I’m not entirely certain which issue of The Massive is my favorite if I was pressed to say; issues 4 and 5 are up there, yet I think this is now a strong contender, and a significant reason is the art of Danijel Zezelj. Every time he and Brian work together is magic (see DMZ #58 and I could easily rest my case). I think this is simply the best these characters have ever looked in terms of pure design work and capturing their personalities. I’ll be a dick and say that my only extremely minor, not even a quibble, but a question, is seeing bearded Cal in flashback because (I think?) we’ve always seen him clean-shaven in the Blackbell PMC era, but that’s not to say he couldn’t have obviously grown a beard on assignment somewhere. If you’ve ever seen Zezelj’s black and white work, you know that to color it is almost a sin. Color can actually mute lively black and white art, and Zezelj’s lines need not be tamped down with any further adornment, no disrespect to the palpable palette prowess of Jordie Bellaire. It’s a very raw aesthetic and his use of negative space to give objects contour is remarkable. Bellaire swiftly recognizes this and shows incredible restraint, letting the inks and not the color do most of the heavy lifting. You notice how it’s the empty un-inked areas that tend to define objects in Zezelj’s moody space. It’s there in the ice shelf on a random coastline, the way the hair hangs heavy around Lars’ face, or how Cal’s beard appears like it’s chiseled out of marble. Zezelj also uses a certain texturing effect (I guess that’s just splotchy stippling?) that makes for ominous shadows, or lends a general grit to the way things appear.

Zezelj is a Croatian artist that I’ve loved forever, having appeared in numerous Eastern European anthologies and being prolific as hell there, yet he’s had relatively few projects pop up in the states outside of his work with Brian on both DMZ and Northlanders, Luna Park at Vertigo, and Rex from Optimum Wound. Simply put, this guy should be a superstar in this industry and if something about his grounded aesthetic doesn’t seem particularly marketable to American audiences conditioned toward superheroics, then American audiences need to have their damn eyes checked and alter their precious artistic sensibilities. Ahem. Nobody is better at capturing the bleak emotional and physical terrain of what’s contained in a book like The Massive, especially a somber issue like this one. It’s particularly evident around page 12 and the disturbing sequence which follows. It’s predominantly just shots containing silent expanses of ice, while Wood complements what he knew Zezelj would deliver visually, in what is the ultimate act of faith in an artistic collaborator for a writer. Wood consciously clips his words and phrases, letting the art shine to convey both narrative and emotional intent, as Cal walks solemnly and contemplates in flashback how he acquired the ship originally, pulling something of a Malcolm Reynolds in the episode “Out of Gas,” if you’re a Browncoat.

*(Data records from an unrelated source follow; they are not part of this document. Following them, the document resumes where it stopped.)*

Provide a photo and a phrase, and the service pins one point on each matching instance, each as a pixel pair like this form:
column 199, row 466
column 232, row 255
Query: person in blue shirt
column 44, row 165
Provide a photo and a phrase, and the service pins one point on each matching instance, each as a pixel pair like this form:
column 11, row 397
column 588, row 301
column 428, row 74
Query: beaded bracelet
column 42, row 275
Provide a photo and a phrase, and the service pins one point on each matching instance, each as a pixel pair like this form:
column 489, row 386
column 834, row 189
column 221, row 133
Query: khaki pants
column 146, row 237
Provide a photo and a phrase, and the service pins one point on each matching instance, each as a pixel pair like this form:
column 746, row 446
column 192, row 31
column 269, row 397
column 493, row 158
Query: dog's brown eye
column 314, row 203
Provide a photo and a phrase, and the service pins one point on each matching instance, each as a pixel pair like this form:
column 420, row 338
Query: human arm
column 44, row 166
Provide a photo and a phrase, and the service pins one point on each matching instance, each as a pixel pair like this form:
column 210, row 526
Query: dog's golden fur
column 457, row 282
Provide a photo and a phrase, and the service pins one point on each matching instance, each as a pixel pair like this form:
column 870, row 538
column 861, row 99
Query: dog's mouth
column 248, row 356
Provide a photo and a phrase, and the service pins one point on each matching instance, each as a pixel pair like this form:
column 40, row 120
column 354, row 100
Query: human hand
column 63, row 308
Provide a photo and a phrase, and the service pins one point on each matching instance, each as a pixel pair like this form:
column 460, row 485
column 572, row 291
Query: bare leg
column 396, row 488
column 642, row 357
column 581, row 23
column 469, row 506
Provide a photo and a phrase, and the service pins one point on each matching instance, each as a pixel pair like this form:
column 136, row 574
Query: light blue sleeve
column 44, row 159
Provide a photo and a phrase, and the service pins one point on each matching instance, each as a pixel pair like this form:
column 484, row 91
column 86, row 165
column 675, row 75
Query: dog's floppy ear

The other flashback is one of those historical moments, the crew have all had them (Cal seems to have experienced a few that had a cumulative effect), which functions as a turning point leading toward his decision to recuse himself from private military contract work and form Ninth Wave. Mary’s words “be better” continue to ring in Cal’s ears and influence his decision-making. “Be better.” It’s why he left his old life. It’s all he’s ever wanted for himself. It’s all he’s ever wanted to provide for his crew. It’s all he ever wanted for the world. He believes in the promise of change. He believes in hope. It’s one of the most romantic notions this book has ever put forth. By the time this issue wraps up this leg of the Pacific Coast journey, Cal confronts the disappointing pot of coal at the end of this erratic radar blip rainbow and it boxes him into an emotional corner. He feels that nearly all of that hope has been lost. Grade A+.